The pricing of the yet-to-be-released Nintendo Switch 2 (NS2) has sparked heated debates. Initially, its international version’s $450 price tag drew fierce criticism from gamers. Then, after the U.S. announced tariff hikes on certain imported goods, Nintendo delayed opening pre-orders in the U.S. and Canada, causing secondary market prices to skyrocket to $600 or higher.
However, these fluctuations hardly concern Japanese gamers, as the NS2 is essentially being “sold at a loss” domestically. The Japanese version is priced at 44,980 yen. While not exactly low by Nintendo’s usual hardware pricing standards, this nearly 50,000 yen tag seems remarkably "consumer-friendly" compared to international prices.

What excites Japanese players even more is expert analysis suggesting the NS2’s production cost sits around $349. Hideki Yasuda, an analyst at Toyo Securities, even estimated in a Bloomberg interview that manufacturing costs could reach $400—meaning the Japanese version is likely sold at a loss.

Given that “Nintendo” and “fire sales” rarely appear in the same sentence, this apparent loss-leading strategy has been interpreted as a nod to “Japan’s pivotal role in gaming’s future” and “Nintendo fulfilling its duty as a national brand.” Some fans have even hailed it as a boost for “national pride.”
Critics, however, argue this is simply regional price discrimination, reflecting differences in purchasing power.

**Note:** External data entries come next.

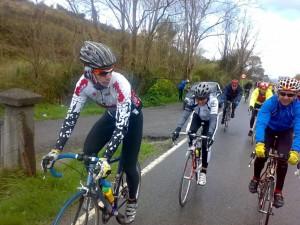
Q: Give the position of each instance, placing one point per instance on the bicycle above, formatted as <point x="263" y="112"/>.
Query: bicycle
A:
<point x="192" y="166"/>
<point x="252" y="138"/>
<point x="227" y="117"/>
<point x="89" y="200"/>
<point x="266" y="185"/>
<point x="246" y="95"/>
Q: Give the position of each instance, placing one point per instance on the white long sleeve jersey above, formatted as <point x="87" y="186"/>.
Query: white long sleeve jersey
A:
<point x="119" y="99"/>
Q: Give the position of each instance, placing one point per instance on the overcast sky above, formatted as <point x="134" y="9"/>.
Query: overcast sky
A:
<point x="278" y="44"/>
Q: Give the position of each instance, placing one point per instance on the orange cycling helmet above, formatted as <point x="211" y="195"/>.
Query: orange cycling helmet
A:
<point x="234" y="82"/>
<point x="288" y="84"/>
<point x="263" y="85"/>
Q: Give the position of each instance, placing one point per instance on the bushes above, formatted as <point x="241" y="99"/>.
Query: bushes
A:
<point x="163" y="91"/>
<point x="210" y="72"/>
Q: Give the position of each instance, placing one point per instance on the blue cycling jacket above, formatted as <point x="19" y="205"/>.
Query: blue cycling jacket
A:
<point x="279" y="118"/>
<point x="232" y="95"/>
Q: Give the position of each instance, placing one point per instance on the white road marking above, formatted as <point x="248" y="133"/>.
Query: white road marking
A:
<point x="162" y="157"/>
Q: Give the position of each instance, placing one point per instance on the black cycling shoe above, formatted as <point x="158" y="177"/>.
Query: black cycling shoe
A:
<point x="278" y="200"/>
<point x="250" y="133"/>
<point x="253" y="186"/>
<point x="223" y="121"/>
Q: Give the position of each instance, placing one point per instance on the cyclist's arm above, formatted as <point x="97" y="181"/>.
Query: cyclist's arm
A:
<point x="186" y="112"/>
<point x="269" y="93"/>
<point x="263" y="118"/>
<point x="78" y="100"/>
<point x="122" y="116"/>
<point x="213" y="118"/>
<point x="296" y="141"/>
<point x="240" y="94"/>
<point x="253" y="98"/>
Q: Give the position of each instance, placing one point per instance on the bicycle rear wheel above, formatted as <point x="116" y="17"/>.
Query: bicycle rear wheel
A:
<point x="265" y="202"/>
<point x="78" y="210"/>
<point x="121" y="188"/>
<point x="186" y="179"/>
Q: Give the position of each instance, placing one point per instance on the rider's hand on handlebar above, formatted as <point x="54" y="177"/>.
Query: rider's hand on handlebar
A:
<point x="260" y="150"/>
<point x="293" y="157"/>
<point x="175" y="134"/>
<point x="103" y="167"/>
<point x="48" y="160"/>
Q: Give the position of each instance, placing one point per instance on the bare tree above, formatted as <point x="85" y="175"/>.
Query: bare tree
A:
<point x="130" y="14"/>
<point x="201" y="17"/>
<point x="157" y="11"/>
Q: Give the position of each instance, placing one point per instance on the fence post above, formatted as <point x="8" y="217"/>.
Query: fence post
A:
<point x="18" y="130"/>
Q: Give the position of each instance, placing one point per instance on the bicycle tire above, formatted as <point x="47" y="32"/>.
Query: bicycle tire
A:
<point x="121" y="190"/>
<point x="187" y="175"/>
<point x="266" y="203"/>
<point x="79" y="209"/>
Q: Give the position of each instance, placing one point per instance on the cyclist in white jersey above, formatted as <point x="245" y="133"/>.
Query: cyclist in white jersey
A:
<point x="205" y="108"/>
<point x="123" y="120"/>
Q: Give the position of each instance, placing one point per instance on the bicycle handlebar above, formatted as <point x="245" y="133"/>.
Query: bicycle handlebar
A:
<point x="194" y="135"/>
<point x="79" y="157"/>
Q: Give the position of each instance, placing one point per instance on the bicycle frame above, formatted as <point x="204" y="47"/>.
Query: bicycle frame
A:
<point x="227" y="115"/>
<point x="192" y="167"/>
<point x="91" y="186"/>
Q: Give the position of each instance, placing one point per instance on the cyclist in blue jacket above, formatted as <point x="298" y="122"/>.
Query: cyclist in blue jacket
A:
<point x="279" y="116"/>
<point x="232" y="93"/>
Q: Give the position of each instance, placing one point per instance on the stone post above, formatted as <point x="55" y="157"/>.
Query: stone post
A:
<point x="18" y="130"/>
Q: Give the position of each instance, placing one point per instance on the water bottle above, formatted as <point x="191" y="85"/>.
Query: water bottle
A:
<point x="107" y="191"/>
<point x="197" y="152"/>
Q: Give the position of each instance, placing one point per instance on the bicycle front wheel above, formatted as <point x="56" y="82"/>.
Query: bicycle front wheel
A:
<point x="265" y="202"/>
<point x="78" y="210"/>
<point x="186" y="179"/>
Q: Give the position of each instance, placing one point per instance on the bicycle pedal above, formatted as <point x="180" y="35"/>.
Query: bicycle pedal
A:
<point x="105" y="217"/>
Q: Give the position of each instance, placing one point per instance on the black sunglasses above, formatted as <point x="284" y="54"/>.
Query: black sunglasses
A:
<point x="283" y="94"/>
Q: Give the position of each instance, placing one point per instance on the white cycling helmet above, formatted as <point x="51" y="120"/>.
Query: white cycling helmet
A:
<point x="97" y="55"/>
<point x="288" y="84"/>
<point x="202" y="90"/>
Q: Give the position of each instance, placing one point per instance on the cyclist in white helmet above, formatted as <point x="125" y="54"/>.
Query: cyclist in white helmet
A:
<point x="122" y="122"/>
<point x="279" y="116"/>
<point x="205" y="108"/>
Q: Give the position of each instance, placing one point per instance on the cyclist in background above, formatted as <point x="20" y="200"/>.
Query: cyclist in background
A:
<point x="258" y="96"/>
<point x="279" y="116"/>
<point x="247" y="87"/>
<point x="123" y="120"/>
<point x="205" y="108"/>
<point x="232" y="93"/>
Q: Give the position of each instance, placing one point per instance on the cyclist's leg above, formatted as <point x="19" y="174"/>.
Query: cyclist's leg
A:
<point x="284" y="144"/>
<point x="130" y="151"/>
<point x="224" y="111"/>
<point x="233" y="108"/>
<point x="204" y="148"/>
<point x="195" y="125"/>
<point x="99" y="135"/>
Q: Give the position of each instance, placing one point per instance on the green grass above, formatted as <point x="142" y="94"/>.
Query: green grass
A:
<point x="34" y="200"/>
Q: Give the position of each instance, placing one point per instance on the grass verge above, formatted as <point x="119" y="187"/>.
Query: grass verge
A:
<point x="36" y="201"/>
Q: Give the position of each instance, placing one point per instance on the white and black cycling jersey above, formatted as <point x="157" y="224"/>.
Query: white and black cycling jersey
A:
<point x="207" y="112"/>
<point x="118" y="98"/>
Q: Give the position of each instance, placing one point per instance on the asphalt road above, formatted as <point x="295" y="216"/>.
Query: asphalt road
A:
<point x="225" y="199"/>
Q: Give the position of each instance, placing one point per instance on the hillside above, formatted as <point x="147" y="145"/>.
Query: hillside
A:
<point x="39" y="45"/>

The lower Japanese price, they claim, signals weakening domestic buying power. Even if the Japanese version loses money, Nintendo could recoup losses via overseas sales and software/merchandise revenue.

Others compare it to Sony’s classic playbook: selling hardware at a loss initially to build a user base, then profiting from ecosystems—a common console business model.

Additionally, splitting prices by language could help curb scalping, a major issue during the original Switch’s launch. Currently, most NS2 units are produced in China, with about a third from Vietnam. U.S. customs records reviewed by Bloomberg show minimal Vietnamese shipments until 2024 when nearly all Vietnam-made units were diverted to the U.S. in the first two months.
Data from assembler Hosiden Corp. reveals February shipments from Vietnam to the U.S. exceeded the previous six months combined, suggesting Nintendo has stockpiled millions of NS2 units stateside ahead of its June launch.

This strategy signals Nintendo’s attempt to flood the market early, squeezing scalpers’ opportunities. If Japanese units are scalped while multilingual editions remain abundant, price inflation could be mitigated.
Still, whether Nintendo’s “prioritize Japan, profit overseas” approach will work remains uncertain—scalpers, after all, are notoriously resourceful when profits beckon.